Apple released a patch for the much-publicized Flashback Trojan back in April covering the most recent versions of its operating system, OS X 10.7 “Lion” and the almost three-year-old 10.6 “Snow Leopard”. That still left a number Mac owners running OS X 10.5 (about 16.4%) relying on third-party tools to handle the malware threat, but now Apple is finally coming forward with a patch for Leopard.
The updates come in two packages: the Flashback Removal Security Update and the Leopard Security Update 2012-003. Besides removing any infections the patch will turn off Safari’s Java plugin, thus closing the vulnerability that was allowing Flashback to install on users’ computers, and disables outdated versions of Adobe Flash Player, pointing users to Adobe’s website so they can download the most recent release.
Both packages are available as separate downloads and also via Software Update.
The Java flaw exploited by the Flashback Trojan dates back to February and it was estimated that at least 550,000 Macs were infected until Apple finally addressed the issue a couple of months later.
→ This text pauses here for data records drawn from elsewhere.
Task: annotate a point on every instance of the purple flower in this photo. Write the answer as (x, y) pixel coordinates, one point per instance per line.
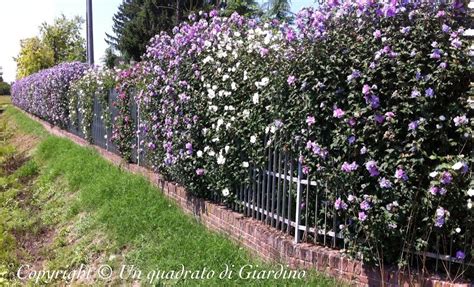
(460, 255)
(413, 126)
(373, 100)
(365, 205)
(389, 115)
(306, 169)
(200, 171)
(340, 204)
(351, 139)
(446, 178)
(460, 120)
(377, 34)
(379, 118)
(372, 168)
(429, 93)
(456, 43)
(290, 35)
(310, 120)
(349, 167)
(351, 122)
(151, 146)
(436, 54)
(354, 75)
(446, 28)
(189, 148)
(291, 80)
(366, 90)
(405, 30)
(440, 217)
(338, 113)
(385, 183)
(415, 93)
(401, 174)
(362, 216)
(434, 190)
(213, 13)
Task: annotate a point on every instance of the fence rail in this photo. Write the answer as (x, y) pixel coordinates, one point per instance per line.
(278, 194)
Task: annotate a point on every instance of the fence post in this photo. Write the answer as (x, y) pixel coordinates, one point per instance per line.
(298, 203)
(138, 132)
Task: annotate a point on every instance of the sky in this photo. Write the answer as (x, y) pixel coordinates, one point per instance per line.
(20, 19)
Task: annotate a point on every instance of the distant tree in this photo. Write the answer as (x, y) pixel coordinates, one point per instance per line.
(110, 58)
(137, 21)
(279, 9)
(34, 56)
(248, 8)
(4, 89)
(64, 38)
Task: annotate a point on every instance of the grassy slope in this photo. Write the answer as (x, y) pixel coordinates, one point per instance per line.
(104, 215)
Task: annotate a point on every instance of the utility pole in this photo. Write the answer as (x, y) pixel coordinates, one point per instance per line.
(90, 34)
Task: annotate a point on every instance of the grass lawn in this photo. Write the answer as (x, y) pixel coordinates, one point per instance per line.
(5, 100)
(62, 205)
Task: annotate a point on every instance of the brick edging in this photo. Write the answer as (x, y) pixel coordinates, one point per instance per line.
(268, 243)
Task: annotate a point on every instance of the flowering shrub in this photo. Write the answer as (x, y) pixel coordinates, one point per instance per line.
(371, 96)
(95, 82)
(124, 128)
(45, 94)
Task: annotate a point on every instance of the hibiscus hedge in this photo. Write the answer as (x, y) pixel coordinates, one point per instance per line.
(372, 96)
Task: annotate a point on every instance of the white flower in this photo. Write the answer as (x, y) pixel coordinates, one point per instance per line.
(458, 165)
(255, 98)
(470, 192)
(434, 174)
(225, 192)
(253, 139)
(220, 159)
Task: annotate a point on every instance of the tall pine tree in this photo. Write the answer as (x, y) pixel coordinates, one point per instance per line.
(137, 21)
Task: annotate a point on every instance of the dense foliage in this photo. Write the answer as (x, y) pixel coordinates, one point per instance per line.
(372, 96)
(137, 21)
(4, 88)
(95, 83)
(45, 94)
(59, 42)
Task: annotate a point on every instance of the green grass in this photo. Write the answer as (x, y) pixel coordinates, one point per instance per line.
(5, 100)
(102, 214)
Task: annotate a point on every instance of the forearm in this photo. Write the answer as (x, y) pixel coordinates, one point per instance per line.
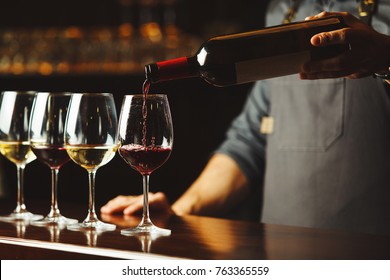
(219, 187)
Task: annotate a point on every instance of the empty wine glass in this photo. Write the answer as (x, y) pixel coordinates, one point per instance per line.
(15, 108)
(47, 142)
(146, 139)
(91, 141)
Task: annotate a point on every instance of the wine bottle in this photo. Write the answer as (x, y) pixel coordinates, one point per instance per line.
(246, 57)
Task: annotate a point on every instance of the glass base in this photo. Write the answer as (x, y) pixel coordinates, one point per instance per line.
(149, 229)
(54, 220)
(20, 216)
(91, 225)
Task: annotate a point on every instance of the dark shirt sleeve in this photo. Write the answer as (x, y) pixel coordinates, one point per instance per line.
(244, 143)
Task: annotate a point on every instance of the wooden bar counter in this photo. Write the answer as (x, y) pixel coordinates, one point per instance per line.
(192, 237)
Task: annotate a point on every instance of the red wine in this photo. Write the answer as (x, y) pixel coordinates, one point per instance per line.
(145, 90)
(144, 159)
(250, 56)
(52, 156)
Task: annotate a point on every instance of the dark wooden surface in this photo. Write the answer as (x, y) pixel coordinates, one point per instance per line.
(192, 237)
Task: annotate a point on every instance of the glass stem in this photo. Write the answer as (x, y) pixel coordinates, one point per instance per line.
(91, 210)
(20, 206)
(145, 217)
(55, 212)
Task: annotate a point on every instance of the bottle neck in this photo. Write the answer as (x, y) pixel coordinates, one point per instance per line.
(178, 68)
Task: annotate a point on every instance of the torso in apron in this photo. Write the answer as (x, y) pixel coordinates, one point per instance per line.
(328, 159)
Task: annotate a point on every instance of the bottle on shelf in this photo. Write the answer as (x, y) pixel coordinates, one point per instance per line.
(250, 56)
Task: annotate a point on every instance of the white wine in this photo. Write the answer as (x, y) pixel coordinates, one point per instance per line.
(19, 152)
(91, 157)
(251, 56)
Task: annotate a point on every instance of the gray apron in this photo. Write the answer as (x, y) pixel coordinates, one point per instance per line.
(328, 159)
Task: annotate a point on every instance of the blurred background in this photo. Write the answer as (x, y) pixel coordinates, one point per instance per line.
(95, 46)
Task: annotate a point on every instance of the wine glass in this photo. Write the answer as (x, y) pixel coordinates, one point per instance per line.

The Cupertino-based company was criticized for its slow reaction and accused of being at least “10 years behind Microsoft” in terms of computer security by Kaspersky Lab founder and CEO Eugene Kaspersky.
The increased malware occurrences are likely the result of Apple’s growing popularity, but the good news is they appear to be taking the issue more seriously. According to Computing.co.uk, Apple recently invited Kaspersky Lab to work with the company on improving the security of its operating system.